A media roundtable staged in the London office of law firm Macfarlanes this week drew attention to both the opportunities and challenges associated with litigation finance, a fast-growing corner of the private debt universe.
Typically placed in the speciality finance bracket, litigation finance involves third parties unconnected to the litigation bankrolling the legal fees of a court case. If the case is successful, the funder is paid from the proceeds; if unsuccessful, the funder will not obtain any return on its investment.
There are two main reasons why litigation finance has become highly popular. One is the possibility of private equity-like returns of 20 percent or more – not to be sniffed at in today’s environment. Two is that it is a highly distinctive area of investment that fits well with portfolio diversification objectives.
As a result, strong growth is being experienced. In its early days, funders would typically only back single cases. These days, more and more funders are taking a portfolio approach – backing multiple cases and putting a larger quantum of capital to work as a result.
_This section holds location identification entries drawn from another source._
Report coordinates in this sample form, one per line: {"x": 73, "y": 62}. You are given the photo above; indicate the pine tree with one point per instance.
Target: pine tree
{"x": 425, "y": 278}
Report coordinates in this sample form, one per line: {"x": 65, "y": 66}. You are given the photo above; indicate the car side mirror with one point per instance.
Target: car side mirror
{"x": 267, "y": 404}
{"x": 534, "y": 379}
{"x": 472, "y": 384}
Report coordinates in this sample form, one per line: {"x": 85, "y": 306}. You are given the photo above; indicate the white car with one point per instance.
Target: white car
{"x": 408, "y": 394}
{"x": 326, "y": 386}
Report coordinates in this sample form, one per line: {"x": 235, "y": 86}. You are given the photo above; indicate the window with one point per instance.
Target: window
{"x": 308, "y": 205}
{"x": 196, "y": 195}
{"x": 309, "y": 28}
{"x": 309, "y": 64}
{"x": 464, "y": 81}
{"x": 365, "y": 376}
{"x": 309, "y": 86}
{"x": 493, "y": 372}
Other ways are also being found to deploy capital, including lending directly to law firms to enable them to fund cases and build their books, as well as financing spinouts from law firms where start-up capital is required to establish litigation finance boutiques.
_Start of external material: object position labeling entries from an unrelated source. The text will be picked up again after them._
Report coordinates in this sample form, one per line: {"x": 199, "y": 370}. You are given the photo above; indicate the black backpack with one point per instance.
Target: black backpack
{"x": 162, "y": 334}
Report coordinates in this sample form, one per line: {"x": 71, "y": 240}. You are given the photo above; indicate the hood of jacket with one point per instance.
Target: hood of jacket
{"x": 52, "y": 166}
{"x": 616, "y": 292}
According to Macfarlanes’ litigation finance specialists, there is very significant appetite from investors with deep pockets including large asset managers, high-net-worth individuals and sovereign wealth funds. They noted that, three or four years ago, single cases proceeding through London’s High Court would involve financing of up to £5 million ($6.0 million; €5.9 million); today, that figure has risen to around £40 million. While the published worth of the UK litigation finance market overall is £2 billion-£2.5 billion, Macfarlanes believes this is only the tip of the iceberg in reality.
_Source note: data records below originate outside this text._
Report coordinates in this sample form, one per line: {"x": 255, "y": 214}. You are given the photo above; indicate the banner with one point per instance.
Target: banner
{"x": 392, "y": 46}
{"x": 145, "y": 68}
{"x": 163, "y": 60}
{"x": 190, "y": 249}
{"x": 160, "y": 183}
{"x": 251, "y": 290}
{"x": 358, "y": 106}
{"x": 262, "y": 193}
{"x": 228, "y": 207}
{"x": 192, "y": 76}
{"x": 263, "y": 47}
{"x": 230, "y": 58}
The legal cases being financed range through the likes of competition cases, fraud and insolvency, divorces, intellectual property claims and professional negligence. An interesting area that is also seeing growth is the secondary market, where a case needs more capital than that provided by the original funder to proceed further – where that original funder declines further involvement, a different financier may then step in.
While this growth speaks to a market in rude health, there are a couple of reasons for caution. One is the prospect of greater regulatory scrutiny. It was back in 2009 that light-touch regulation was first introduced to the UK’s litigation finance market. Part of this was the formation of an industry association with a voluntary code of conduct. But there is a question mark over whether simply asking financiers to adhere to a code of conduct provides investors with sufficient comfort. No one is expecting a heavy hand anytime soon – but nor can the status quo be taken for granted.
The other aspect worth considering is the degree of risk an investor is prepared to tolerate. As mentioned earlier, a failed case means no return – but, in addition to that, could also mean paying at least some of the costs of the other party. While litigation financiers are keen to stress that they will only take on the most winnable cases, the Macfarlanes lawyers pointed out that there’s no such thing as a slam dunk. And you also have the “judge variable” to take into account – the possibility that a given judge will come to an unexpected verdict.
A betting person would probably predict further strong growth for the litigation finance market. But it’s worth bearing in mind that a bet is precisely what predicting legal outcomes boils down to.